Not yet two, and washing down his pork scratchings with gin Note to Social Services: this is a JOKE

My wife said that we also needed to mark the occasion by putting on our table seven things whose names all began with “S”. These would help to ensure a year of plenty and happiness. So I did what I thought was a great job with sugar, Shake ‘n’ Vac and so on, until she gave me a withering look and pointed out that they had to begin with an “S” in Persian.

Hyacinths (or “shyacinths” in Farsi, I presume) were an important part of this mix, but sadly Mrs Hann had forgotten to buy any. She claimed it did not matter too much because she had forgotten last year, too. But then, as I pointed out, the cat died. Maybe I shouldn’t keep putting off making that appointment for an angiogram, as my consultant recommended several weeks ago.

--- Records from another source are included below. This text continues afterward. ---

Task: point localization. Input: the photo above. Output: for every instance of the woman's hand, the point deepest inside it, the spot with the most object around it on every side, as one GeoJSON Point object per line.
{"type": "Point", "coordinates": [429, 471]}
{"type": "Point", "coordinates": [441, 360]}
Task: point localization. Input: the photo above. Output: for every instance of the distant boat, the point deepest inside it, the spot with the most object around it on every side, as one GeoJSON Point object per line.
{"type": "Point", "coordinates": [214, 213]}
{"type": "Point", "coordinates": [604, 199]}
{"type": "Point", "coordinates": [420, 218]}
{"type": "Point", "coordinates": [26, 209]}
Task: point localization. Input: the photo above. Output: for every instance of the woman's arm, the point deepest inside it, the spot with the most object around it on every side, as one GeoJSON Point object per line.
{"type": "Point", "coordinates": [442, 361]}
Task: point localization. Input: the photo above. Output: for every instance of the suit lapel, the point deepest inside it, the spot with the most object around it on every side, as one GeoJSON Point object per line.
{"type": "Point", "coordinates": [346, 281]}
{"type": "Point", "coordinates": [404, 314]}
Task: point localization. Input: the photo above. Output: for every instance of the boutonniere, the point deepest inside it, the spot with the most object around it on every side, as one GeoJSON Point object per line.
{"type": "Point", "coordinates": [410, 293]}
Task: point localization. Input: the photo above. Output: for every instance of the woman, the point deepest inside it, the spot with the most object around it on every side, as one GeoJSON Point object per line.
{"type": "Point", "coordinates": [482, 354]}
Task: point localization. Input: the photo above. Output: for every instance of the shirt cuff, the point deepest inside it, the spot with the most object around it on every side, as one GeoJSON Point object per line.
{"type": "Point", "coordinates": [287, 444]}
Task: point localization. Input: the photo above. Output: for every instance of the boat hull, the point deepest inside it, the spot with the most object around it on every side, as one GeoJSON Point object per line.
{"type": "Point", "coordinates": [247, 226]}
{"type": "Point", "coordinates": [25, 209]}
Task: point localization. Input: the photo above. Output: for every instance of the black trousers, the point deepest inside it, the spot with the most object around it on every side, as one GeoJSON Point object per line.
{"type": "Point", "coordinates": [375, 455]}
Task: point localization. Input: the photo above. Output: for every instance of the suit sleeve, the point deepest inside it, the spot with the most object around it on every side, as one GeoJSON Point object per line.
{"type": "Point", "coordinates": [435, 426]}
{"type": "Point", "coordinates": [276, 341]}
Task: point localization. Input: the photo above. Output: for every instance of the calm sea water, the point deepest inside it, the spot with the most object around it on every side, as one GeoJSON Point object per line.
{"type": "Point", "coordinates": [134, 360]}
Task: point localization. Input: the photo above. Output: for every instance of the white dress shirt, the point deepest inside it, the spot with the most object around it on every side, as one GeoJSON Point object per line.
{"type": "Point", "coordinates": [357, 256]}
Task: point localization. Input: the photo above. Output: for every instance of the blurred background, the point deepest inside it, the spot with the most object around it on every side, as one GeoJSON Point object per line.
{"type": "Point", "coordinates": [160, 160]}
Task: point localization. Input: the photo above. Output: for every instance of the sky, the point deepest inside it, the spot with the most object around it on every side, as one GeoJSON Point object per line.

It’s the start of 1390 in Iran, so at least they won’t have so far to travel when the West sets about bombing the place back into the Stone Age, as it no doubt will once the current little local difficulties in Libya and the like have all been settled. I looked up what was happening in England in 1390 for comparative purposes, but it seems to have been a rather dull year.

Though in Scotland, the well-known King Robert II dropped off the perch and was succeeded by his equally famous son, Robert III.

That is much the smooth way that the Gadaffis expected things to work out, I imagine, until the fickle West turned on them at the weekend. It must be very confusing being a crazed dictator. One minute you’re quietly starving or murdering your people, squirreling billions into your offshore bank accounts and being feted by the likes of Tony Blair and Gordon Brown. And the next moment your old pals are firing rockets at you.

Unless you’re Robert Mugabe, say, and are inconveniently far from European air bases and don’t happen to be sitting on a huge great pool of oil.

Personally I am a great fan of non-involvement. Just so long as the bloodshed does not spread to Tyneside, I’d be quite content for the Iraqis, Afghans, Libyans, Bahrainis, Iranians etc to be left to work things out for themselves. One of the few definite advantages of having the ever-wet Liberal Democrats in Government seemed to be the likelihood that they would put a hand-wringing brake on the recent tendency of British administrations to join in gung-ho armed adventures (and you might have thought that consigning most of the arms to the scrapyard would have that effect, too).

But it would seem not. I know that bloke who was convicted of the Lockerbie bombing was in all probability an innocent fall guy, but wouldn’t it be wonderfully ironic if a stray missile landed on his house?

Though it’s much more likely to land on mine, to be realistic, thanks to those missing hyacinths. Happy 1390, everyone.


Originally published in The Journal, Newcastle upon Tyne.

1 comment:

CC said...

Nearly choked on morning coffee reading this. In my humble opinion, one of your more amusing pieces.